Ross Controls, Inc. v. United States, Department of the Treasury, Internal Revenue Service

160 B.R. 527, 72 A.F.T.R.2d (RIA) 6602, 1993 U.S. Dist. LEXIS 14425
CourtDistrict Court, E.D. Pennsylvania
DecidedOctober 15, 1993
DocketCiv. A. 93-4585
StatusPublished
Cited by8 cases

This text of 160 B.R. 527 (Ross Controls, Inc. v. United States, Department of the Treasury, Internal Revenue Service) is published on Counsel Stack Legal Research, covering District Court, E.D. Pennsylvania primary law. Counsel Stack provides free access to over 12 million legal documents including statutes, case law, regulations, and constitutions.

Bluebook
Ross Controls, Inc. v. United States, Department of the Treasury, Internal Revenue Service, 160 B.R. 527, 72 A.F.T.R.2d (RIA) 6602, 1993 U.S. Dist.
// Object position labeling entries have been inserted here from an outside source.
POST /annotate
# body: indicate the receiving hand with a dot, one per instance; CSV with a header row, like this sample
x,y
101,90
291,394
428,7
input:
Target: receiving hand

LEXIS 14425 (E.D. Pa. 1993).

Opinion

MEMORANDUM AND ORDER

ANITA B. BRODY, District Judge.

I am being called upon to decide, under the wrongful levy statute, whether a plaintiff corporation in the same business as a liquidated taxpayer corporation, with the same employees, customers and suppliers as the taxpayer corporation, and controlled by the same individuals who controlled the taxpayer corporation, can successfully demonstrate a persuasive position that it is not liable for the tax debt of the liquidated taxpayer corporation. I find that, under these facts, it is unable to successfully demonstrate a persuasive position that it is not liable for the tax debt of the liquidated corporation.

Before me is the motion of plaintiff Ross Controls, Inc. (“Ross Controls”) for a preliminary injunction pursuant to the wrongful levy statute, 26 U.S.C. § 7426, to enjoin defendant, the Internal Revenue Service, from further seizure and levy upon plaintiffs property in collection of federal taxes due from a liquidated corporation, Milross Controls, Inc. (“Milross”).

I held a two-day evidentiary hearing on plaintiffs motion on September 2 and 3,1993. The parties then submitted their proposed findings of fact and conclusions of law. I now make the following findings.

*529 I. Findings Of Fact.

Milross, a corporation which is liquidated, was at one time a Pennsylvania corporation that manufactured electro-mechanical products for the computer, aircraft and semiconductor industries at its plant at 511 Second Street Pike, Southhampton, Pennsylvania. Its sole shareholder and officer was Mr. Milton Ross (“Mr. Ross”).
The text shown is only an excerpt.